BÂLE - Des géologues cherchent à exploiter la chaleur terrestre à 5000 mètres de profondeur. Aujourdhui démarre la première installation testée à des fins commerciales.
Bâle n'est pas devenu le Texas de la Suisse. Pourtant à deux pas de la frontière allemande, dans le quartier de Kleinhüningen, une gigantesque tour de forage servant normalement à l'extraction de l'or noir vient d'être installée. Or ici cette construction haute de soixante mètres va servir à creuser la roche à la recherche de chaleur. Aujourd'hui, les services industriels bâlois donnent officiellement le coup d'envoi d'un projet très ambitieux: il s'agit de mettre en exploitation une installation pilote qui fournira, d'ici à 2009, de l'électricité à quelque cinq mille ménages grâce à la géothermie. Cette source d'énergie présente l'avantage d'être inépuisable et non polluante.
Ce projet, baptisé «Deep Heat Mining», est la première installation au monde à permettre une utilisation de la chaleur terrestre à grande profondeur à des fins commerciales dans de telles proportions. «Jusqu'à présent, les installations avaient la plupart du temps un caractère expérimental. Nous voulons montrer que d'autres projets sont possibles», explique Markus Häring, patron de Geothermal Explorers, qui supervise le projet lancé en 1996 par l'Office fédéral de l'énergie.

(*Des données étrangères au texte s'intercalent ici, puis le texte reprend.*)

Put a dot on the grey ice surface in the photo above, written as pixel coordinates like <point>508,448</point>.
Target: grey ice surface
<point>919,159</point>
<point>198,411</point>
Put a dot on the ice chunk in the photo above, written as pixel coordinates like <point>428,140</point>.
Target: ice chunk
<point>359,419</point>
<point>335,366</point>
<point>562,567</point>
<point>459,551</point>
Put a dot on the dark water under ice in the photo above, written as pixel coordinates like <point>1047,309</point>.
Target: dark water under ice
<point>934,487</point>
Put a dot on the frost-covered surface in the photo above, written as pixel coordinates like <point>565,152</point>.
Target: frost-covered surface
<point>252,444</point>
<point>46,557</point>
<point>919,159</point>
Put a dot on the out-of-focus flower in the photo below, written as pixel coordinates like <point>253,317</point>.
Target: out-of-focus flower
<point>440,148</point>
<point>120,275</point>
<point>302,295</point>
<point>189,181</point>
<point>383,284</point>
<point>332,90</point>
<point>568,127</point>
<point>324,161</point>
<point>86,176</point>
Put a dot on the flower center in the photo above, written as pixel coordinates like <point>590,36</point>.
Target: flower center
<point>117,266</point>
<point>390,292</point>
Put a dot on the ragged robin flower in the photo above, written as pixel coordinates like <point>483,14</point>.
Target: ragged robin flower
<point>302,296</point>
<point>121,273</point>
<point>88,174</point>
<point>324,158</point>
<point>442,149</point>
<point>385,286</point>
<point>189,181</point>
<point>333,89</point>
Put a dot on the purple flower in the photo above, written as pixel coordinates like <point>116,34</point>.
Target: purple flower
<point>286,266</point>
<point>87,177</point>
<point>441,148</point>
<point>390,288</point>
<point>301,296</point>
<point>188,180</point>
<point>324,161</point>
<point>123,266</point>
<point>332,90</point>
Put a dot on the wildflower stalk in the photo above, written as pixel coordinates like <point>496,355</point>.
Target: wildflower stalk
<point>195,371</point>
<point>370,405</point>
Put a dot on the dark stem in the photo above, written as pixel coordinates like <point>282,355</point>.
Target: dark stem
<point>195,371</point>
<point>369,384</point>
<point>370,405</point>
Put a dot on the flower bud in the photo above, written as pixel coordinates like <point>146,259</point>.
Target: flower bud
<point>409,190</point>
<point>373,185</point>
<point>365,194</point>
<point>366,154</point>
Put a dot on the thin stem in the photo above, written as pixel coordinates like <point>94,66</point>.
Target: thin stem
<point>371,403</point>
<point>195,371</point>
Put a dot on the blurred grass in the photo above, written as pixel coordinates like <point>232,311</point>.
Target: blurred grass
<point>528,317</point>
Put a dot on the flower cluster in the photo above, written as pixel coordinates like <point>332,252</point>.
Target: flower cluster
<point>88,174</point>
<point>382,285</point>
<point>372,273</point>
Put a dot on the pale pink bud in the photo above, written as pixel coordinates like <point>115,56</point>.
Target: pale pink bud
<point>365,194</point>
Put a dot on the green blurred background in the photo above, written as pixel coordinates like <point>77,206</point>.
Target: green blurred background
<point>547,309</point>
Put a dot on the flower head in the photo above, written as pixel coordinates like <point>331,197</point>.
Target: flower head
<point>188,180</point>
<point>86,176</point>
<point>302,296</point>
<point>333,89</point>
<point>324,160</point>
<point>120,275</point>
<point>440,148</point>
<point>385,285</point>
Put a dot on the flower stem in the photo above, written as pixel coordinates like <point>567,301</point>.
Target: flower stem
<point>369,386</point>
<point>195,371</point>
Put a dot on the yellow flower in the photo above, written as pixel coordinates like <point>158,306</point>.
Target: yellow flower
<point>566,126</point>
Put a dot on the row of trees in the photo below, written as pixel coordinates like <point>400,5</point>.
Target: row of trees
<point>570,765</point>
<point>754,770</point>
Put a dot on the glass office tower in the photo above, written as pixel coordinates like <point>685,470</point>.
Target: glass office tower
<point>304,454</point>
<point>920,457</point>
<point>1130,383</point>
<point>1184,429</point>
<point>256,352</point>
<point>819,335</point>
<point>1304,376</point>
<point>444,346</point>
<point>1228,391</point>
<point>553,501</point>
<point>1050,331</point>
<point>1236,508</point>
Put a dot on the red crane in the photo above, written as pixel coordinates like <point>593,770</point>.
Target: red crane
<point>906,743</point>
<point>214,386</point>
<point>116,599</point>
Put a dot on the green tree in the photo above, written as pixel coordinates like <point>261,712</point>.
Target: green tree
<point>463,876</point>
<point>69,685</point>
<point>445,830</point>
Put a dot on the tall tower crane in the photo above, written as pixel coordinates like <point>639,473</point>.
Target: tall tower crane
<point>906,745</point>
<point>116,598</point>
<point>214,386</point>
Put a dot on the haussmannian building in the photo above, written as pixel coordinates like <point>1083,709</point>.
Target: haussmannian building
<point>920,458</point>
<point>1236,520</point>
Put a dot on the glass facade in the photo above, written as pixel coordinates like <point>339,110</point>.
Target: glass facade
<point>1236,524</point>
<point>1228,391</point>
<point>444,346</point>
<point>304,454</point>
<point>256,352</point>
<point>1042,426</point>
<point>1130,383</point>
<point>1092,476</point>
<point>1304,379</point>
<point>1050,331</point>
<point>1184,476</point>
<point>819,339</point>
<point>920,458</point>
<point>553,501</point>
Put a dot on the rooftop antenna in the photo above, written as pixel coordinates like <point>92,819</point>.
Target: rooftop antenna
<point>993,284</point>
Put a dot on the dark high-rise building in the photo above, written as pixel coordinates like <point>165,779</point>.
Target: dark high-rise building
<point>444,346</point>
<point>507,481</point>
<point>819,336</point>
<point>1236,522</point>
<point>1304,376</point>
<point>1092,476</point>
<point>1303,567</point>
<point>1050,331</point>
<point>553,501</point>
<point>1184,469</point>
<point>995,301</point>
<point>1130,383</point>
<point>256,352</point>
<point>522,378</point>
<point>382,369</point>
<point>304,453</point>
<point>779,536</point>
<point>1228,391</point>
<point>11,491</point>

Sur le point de passer à la phase décisive, le géologue se montre confiant: les premiers essais de forage à 2800 mètres se sont avérés concluants. La foreuse va maintenant descendre à 5000 mètres de profondeur. A cette distance de la surface du sol il fait aussi chaud que dans un four: soit plus de 200 degrés. De l'eau est envoyée dans le trou de forage à très haute pression pour fissurer la roche granitique et créer ainsi un énorme échangeur de chaleur. Surchauffée au contact de la roche, l'eau est ensuite repompée à la surface une dizaine de mètres plus loin par deux puits de production. Maintenue sous pression, cette vapeur va entraîner une turbine produisant du courant électrique. La chaleur résiduelle est injectée dans le réseau de chauffage à distance de Bâle. «Comme pour tout procédé expérimental, il n'existe pas de garantie que cela va marcher, souligne Markus Häring. Cela dépendra de la capacité de la roche à se fissurer et à laisser l'eau s'infiltrer».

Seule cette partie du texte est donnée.